Given that the launch is timing out you should probably approach debugging as follows:
a. Add a line to the beginning of the code
if (blockIdx.x > 0) { return; }
Run the exact code you have in one of the previously mentioned profilers to estimate the duration of a single block. Using the launch information provided by the profiler: register per thread, shared memory, ... use the occupancy calculator in the profiler or the xls to determine the maximum number of blocks that you can run concurrently. For example, if the theoretical block occupancy is 3 blocks per SM, and the number of SMs is 7 the you can run 21 blocks at a time which for you launch is 9 waves. NOTE: this assumes equal work per thread. Change the early exit code to allow 1 wave (21 blocks). If this launch times out then you need to reduce the amount of work per thread. If this passes then calculate how many waves you have and estimate when you will timeout (2sec on windows, ? on linux).
b. If you have too many waves then reduce you have to reduce the launch configuration. Given that you index by gridDim.x and blockDim.x you can do this by passing in these dimensions as as parameters to your kernel. This will require tou to minimally change your indexing code. You will also have to pass a blockIdx.x offset. Change your host code to launch multiple kernels back to back. Since there should be no conflict you can rr launch these in multiple streams to benefit from overlap at the end of each wave.
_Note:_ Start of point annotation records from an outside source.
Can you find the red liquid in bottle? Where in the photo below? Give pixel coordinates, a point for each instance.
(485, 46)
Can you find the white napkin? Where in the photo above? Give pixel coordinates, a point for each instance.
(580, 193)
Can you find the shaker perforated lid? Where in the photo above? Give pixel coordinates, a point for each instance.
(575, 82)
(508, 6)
"launch timeout" would appear to indicate that the kernel ran too long and was killed by the watchdog timer. This can happen on GPUs that are also used for graphics output (e.g. a graphical desktop), where the task of the watchdog timer is to prevent the desktop from locking up for more than a few seconds. Best I can recall the watchdog time limit is on the order of 5 seconds or thereabouts.
At any given moment, the GPU can either run graphics, or CUDA, so the watchdog timer is needed when running a GUI to prevent the GUI from locking up for an extended period of time, which renders the machine inoperable through the GUI.
If possible, avoid using this GPU for the desktop and/or other graphics (e.g. don't run X if you are on Linux). If running without graphics isn't an option, to reduce kernel execution time to avoid hitting watchdog timer kernel termination, you will have to do less work per kernel launch, optimize the code so the kernel runs faster for the same amount of work, or deploy a faster GPU.
To provide more inputs on #njuffa's answer, in Windows systems you can increase the launch timeout or TDR (Timeout Detection & Recovery) by following these steps:
1: Open the options in Nsight Monitor.
2: Set an appropriate value for WDDM TDR Delay
CUATION: If this value is small you may get timeout error and for higher values your screen will stay frozen until kernel finishes it's job.